Leaked U.S. embassy cables suggest that China is using access to Microsoft source code for cyber warfare.
Revealed by The Guardian, the latest cable leak from WikiLeaks provides evidence to suggest the Chinese government is working with IT security companies, licensed to access Microsoft source code, to bolster offensive and defensive computer network operations capabilities.
Founded in November 1995, Topsec is China’s largest network security firm and provider of security products and services. Topsec is also one of the organizations authorized by the Chinese Goverment to evaluate the source code of Microsoft Windows. In 2003, CNITSEC – responsible for overseeing the People’s Replic of China’s Information Technology (IT) security certification program – signed a Government Security Program (GSP) with Microsfot that allowed TOPSEC access to Microsoft source code to help secure the future of Windows.
Washington appears to be concerned with both CNITSEC and TOPSEC according to the leaked cable:
“56. (S//NF) CTAD comment: Additionally, CNITSEC enterprises has recruited Chinese hackers in support of nationally-funded “network attack scientific research projects.” From June 2002 to March 2003, TOPSEC employed a known Chinese hacker, Lin Yong (a.k.a. Lion and owner of the Honker Union of China), as senior security service engineer to manage security service and training. Venus Tech, another CNITSEC enterprise privy to the GSP, is also known to affiliate with XFocus, one of the few Chinese hacker groups known to develop exploits to new vulnerabilities in a short period of time, as evidenced in the 2003 release of Blaster Worm (See CTAD Daily Read File (DRF) April 4, 2008). 57. (S//NF) CTAD comment: While links between top Chinese companies and the PRC are not uncommon, it illustrates the PRC’s use of its “private sector” in support of governmental information warfare objectives, especially in its ability to gather, process, and exploit information.
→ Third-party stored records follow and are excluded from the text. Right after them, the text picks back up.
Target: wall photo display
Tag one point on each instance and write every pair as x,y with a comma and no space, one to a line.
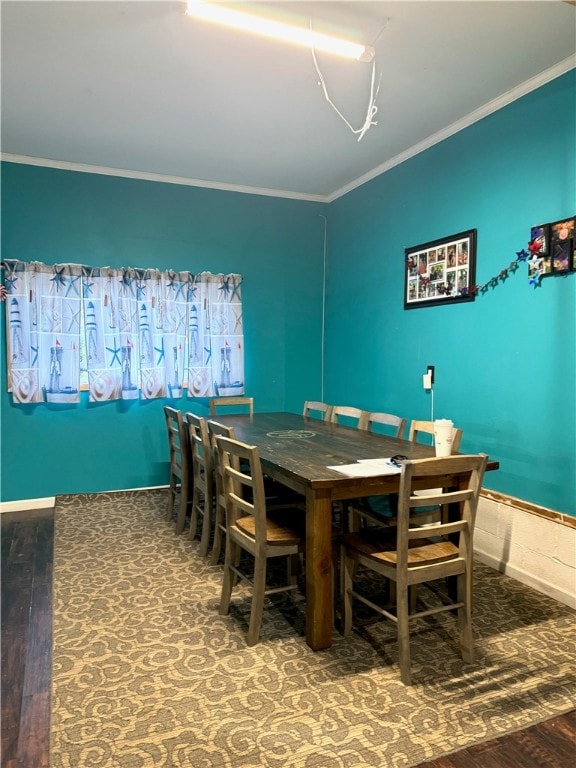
553,248
440,272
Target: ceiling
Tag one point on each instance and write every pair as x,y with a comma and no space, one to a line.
140,89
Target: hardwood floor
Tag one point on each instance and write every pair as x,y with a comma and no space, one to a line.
26,635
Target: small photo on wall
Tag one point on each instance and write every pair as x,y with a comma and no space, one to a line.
561,231
540,237
562,252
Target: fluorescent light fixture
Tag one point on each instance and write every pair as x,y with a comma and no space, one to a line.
268,28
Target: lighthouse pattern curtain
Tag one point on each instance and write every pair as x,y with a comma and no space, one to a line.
134,333
43,321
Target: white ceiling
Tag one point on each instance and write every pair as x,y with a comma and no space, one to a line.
141,88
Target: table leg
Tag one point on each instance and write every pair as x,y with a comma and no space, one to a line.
319,608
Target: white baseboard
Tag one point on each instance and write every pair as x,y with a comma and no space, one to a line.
24,505
537,583
538,550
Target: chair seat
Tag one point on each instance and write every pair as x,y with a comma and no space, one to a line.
379,544
284,527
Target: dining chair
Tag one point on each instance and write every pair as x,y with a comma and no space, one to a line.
381,510
349,414
240,404
278,496
250,526
216,429
397,423
203,478
180,467
408,556
314,407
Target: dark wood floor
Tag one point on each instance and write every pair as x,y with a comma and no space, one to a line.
27,557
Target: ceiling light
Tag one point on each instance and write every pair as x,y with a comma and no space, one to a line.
278,30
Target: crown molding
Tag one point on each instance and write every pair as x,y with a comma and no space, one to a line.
63,165
473,117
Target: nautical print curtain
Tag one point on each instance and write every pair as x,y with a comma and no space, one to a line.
137,333
216,350
43,310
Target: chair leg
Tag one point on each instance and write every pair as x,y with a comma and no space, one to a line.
348,567
185,504
194,515
403,634
294,568
218,534
206,525
465,617
257,600
228,579
171,497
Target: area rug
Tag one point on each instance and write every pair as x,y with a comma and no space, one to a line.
146,674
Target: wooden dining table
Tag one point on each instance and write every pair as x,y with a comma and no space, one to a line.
298,452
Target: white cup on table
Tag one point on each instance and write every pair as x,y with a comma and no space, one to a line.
443,436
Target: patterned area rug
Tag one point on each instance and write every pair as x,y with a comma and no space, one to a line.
146,674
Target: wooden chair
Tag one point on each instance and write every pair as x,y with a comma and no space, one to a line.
179,467
202,473
409,556
380,510
277,495
215,429
251,527
427,427
238,403
348,413
386,419
315,406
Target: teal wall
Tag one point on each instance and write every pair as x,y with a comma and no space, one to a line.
59,216
505,363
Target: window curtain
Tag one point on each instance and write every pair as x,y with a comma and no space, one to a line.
43,321
134,333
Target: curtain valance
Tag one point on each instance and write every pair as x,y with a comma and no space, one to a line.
124,332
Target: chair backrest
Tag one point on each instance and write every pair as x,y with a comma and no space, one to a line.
348,413
216,429
452,480
243,484
177,440
238,403
427,427
200,448
388,420
315,406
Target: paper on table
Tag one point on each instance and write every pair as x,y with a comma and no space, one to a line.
365,469
384,461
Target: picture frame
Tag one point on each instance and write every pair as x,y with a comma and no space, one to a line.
541,236
563,245
441,271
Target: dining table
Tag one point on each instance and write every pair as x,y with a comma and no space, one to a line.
301,453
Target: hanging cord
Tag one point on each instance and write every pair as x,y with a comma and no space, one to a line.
372,108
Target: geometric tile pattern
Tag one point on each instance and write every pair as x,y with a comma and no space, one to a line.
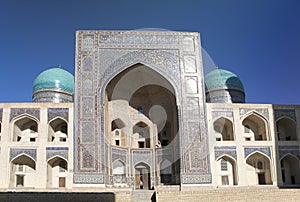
262,111
285,112
14,152
30,111
289,149
57,151
1,112
58,112
265,150
89,178
225,150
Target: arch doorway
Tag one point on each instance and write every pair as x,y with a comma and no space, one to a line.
142,176
290,170
259,170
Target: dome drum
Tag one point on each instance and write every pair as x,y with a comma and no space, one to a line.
222,86
53,85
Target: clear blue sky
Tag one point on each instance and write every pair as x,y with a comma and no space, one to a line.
259,40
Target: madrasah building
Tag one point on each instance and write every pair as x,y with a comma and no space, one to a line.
140,114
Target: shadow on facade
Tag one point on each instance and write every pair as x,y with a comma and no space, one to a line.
56,197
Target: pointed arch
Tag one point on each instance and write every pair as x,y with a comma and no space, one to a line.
259,169
286,128
223,128
57,171
142,175
290,169
256,127
166,171
228,174
141,134
57,130
24,128
258,152
119,167
22,171
24,155
105,81
57,156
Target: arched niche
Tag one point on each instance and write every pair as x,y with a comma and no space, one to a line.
227,170
223,128
25,129
290,170
22,171
58,130
286,129
258,169
255,128
57,172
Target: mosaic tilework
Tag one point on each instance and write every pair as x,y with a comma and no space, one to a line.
58,112
142,156
114,51
192,109
222,112
165,153
155,59
225,96
225,150
263,111
88,42
88,178
14,112
87,64
285,112
284,150
1,114
14,152
123,38
197,178
190,64
87,134
88,157
57,151
250,150
119,154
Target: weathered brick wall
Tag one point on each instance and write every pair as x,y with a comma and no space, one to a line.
231,195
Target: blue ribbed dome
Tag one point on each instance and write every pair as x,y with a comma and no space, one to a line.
56,79
222,79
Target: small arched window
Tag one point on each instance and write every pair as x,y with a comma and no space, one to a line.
224,165
246,129
260,165
62,166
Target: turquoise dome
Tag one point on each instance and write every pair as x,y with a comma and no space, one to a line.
56,79
222,79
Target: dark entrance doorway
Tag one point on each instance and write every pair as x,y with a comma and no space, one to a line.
261,178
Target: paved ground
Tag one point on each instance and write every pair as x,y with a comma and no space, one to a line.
56,197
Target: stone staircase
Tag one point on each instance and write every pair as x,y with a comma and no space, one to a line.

As evidenced with TOPSEC, there is a strong possibility the PRC is harvesting the talents of its private sector in order to bolster offensive and defensive computer network operations capabilities. (Appendix sources 51-52)”
In early January 2010, Google said, in a blog posting, that in mid-December, they, along with a number of other large companies in the Internet, finance, technology, media and chemical sectors, were targeted in a sophisticated cyber-attack. This attack on their infrastructure originated in China, and resulted in the theft of intellectual property. It was later revealed that Microsoft’s Internet Explorer was one of the vectors used in targeted attacks against Google. Recent WiliLeaks cables have also revealed that the U.S. Government was tipped by a Chinese contact that the Google attacks were part of a “coordinated campaign of computer sabotage carried out by government operatives, private security experts and Internet outlaws recruited by the Chinese government.”
Microsoft’s Chinese involvement with source code sharing could raise questions over whether the company should be sharing such information with China. The leaked cable was sent on June 29, 2009, prior to the Google attacks in mid-December. It’s possible that the U.S. governments fears were proven true during the attacks. Google eventually stopped censoring search results in China and redirected requests to Google’s services based in Hong Kong. The company was forced to make changes to this method in July by only redirecting a small percentage of users.